I’m going to give you some good news first. The good news is this is what they project global growth to be next year. Let’s just look at some of these countries. Let’s look at the UK at 4%. The UK has not had 4% GDP growth, of course the IMF could be wrong, but not had 4% GDP growth since I think about the 1950s, my friend. What about the US at 4.7%?
That’s big for America. China, it’s already on its way up there it’s at 9.2%, and they try and target 10%. That’s big. Now you might as well say of course they’re going to have so much growth, they’ve screwed this year up. Yes that’s right, but at least the IMF. And this is one reason why the global market certainly the Chinese and the US markets are near their all-time highs.
We’re sitting back and we’re thinking we’ve got some reasons to relax, but the issue is should we be getting in now. Because it’s not about going in blindly and saying, ‘Oh well this is fine, Alpesh. Thanks very much I’ll leave you now. I’ll just put a load of money into everything.’ Well into what? No we still want to protect ourselves no matter what under all circumstances.
What Type of Covid Recovery?
What are the specifics? This is the million mile view so what’s the localized view. Put another way, this is what McKinsey, and it’s the job of McKinsey to make these kind of clever diagrams, this is the scenarios for economic impact during COVID-19 according to them.
Their view is if the public health response is good like up here, if the public response is better, and if the interventions like tax breaks and government spending are good then we would get a v-shape recovery.
Personally, you know the best description I like is that we’ve got a k-shaped recovery. Now I know it sounds stupid, but let me explain. In other words, there’s about 10% of the economy in companies which are just skyrocketing, and those are the types that I want.
Then there’s the rest which is going to take longer, higher risk, and god knows when it’s going to recover, and those are the ones I want to avoid.
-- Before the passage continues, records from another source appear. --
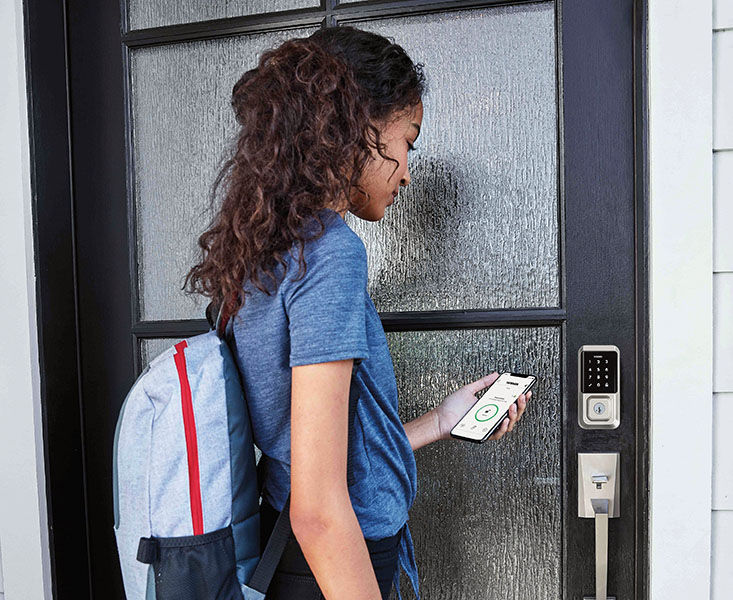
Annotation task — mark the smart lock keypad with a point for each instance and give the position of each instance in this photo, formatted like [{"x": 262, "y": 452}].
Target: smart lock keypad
[{"x": 599, "y": 372}]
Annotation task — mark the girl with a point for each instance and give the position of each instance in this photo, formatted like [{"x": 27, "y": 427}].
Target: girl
[{"x": 326, "y": 124}]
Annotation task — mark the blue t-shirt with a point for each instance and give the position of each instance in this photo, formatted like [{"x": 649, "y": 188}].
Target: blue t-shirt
[{"x": 325, "y": 316}]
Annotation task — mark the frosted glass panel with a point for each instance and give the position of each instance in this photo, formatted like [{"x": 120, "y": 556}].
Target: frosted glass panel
[
  {"x": 182, "y": 120},
  {"x": 486, "y": 521},
  {"x": 149, "y": 349},
  {"x": 147, "y": 13},
  {"x": 478, "y": 225}
]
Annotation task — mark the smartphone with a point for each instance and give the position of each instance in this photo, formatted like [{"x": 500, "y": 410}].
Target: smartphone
[{"x": 487, "y": 414}]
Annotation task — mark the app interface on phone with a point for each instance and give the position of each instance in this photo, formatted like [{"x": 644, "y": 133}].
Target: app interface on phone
[{"x": 491, "y": 406}]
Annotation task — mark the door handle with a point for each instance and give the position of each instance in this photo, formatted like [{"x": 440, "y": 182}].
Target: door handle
[{"x": 598, "y": 498}]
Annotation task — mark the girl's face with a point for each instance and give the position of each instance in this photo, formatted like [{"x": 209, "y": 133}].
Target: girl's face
[{"x": 378, "y": 178}]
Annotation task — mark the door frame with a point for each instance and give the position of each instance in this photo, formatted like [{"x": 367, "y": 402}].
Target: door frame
[{"x": 53, "y": 66}]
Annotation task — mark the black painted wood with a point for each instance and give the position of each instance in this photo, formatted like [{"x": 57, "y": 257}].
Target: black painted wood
[
  {"x": 53, "y": 210},
  {"x": 600, "y": 224},
  {"x": 85, "y": 260},
  {"x": 103, "y": 276}
]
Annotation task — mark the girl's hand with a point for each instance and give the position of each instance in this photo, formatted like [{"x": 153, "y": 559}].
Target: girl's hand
[{"x": 453, "y": 407}]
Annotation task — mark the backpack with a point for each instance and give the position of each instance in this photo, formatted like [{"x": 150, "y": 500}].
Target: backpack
[{"x": 185, "y": 479}]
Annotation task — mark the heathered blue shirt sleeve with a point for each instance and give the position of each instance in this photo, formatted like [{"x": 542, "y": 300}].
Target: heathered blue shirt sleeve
[{"x": 326, "y": 309}]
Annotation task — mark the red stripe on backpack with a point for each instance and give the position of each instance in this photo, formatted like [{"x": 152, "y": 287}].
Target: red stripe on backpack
[{"x": 189, "y": 426}]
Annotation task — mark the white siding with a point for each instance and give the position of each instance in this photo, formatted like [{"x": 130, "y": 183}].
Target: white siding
[
  {"x": 23, "y": 524},
  {"x": 722, "y": 500},
  {"x": 681, "y": 326}
]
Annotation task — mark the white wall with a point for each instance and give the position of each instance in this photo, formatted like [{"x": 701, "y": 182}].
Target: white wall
[
  {"x": 722, "y": 505},
  {"x": 681, "y": 279},
  {"x": 23, "y": 526}
]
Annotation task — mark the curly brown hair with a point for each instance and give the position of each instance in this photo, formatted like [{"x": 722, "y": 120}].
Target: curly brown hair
[{"x": 310, "y": 114}]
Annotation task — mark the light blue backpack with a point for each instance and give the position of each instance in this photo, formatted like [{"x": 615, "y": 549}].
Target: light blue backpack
[{"x": 186, "y": 490}]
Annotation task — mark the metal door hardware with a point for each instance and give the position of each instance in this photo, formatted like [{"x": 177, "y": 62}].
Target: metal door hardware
[
  {"x": 599, "y": 387},
  {"x": 598, "y": 498}
]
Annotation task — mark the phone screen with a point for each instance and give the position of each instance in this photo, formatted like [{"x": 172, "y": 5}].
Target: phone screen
[{"x": 491, "y": 409}]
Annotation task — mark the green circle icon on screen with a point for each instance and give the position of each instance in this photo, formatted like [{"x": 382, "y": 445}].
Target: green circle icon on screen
[{"x": 486, "y": 412}]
That’s where I think we are. What we’re going to focus on in this webinar is what is the upper leg on the K, and which bits are doing that bit.
There are some which are going have this so we’ve got one part of the economy doing that, and we’ve got one part which is doing that.
That’s the way I see it. This is from McKinsey like I said and we want to focus on this webinar naming names on that.
If I’m going to give you some other good news it’s this. The world’s been through these kind of pandemics and epidemics before, nothing as bad as this in living memory, but it has and it’s had shocks and it’s tended to recover.
I could easily argue well this time it’s different, of course it’s different this time, however we’re going to get through it.
We’re going to get through it particularly because every single country in the world is determined to get through it, including the international bodies like the IMF, but that doesn’t tell us which stops we should have in our pension and what our pensions are going to look like. Are we already overvalued?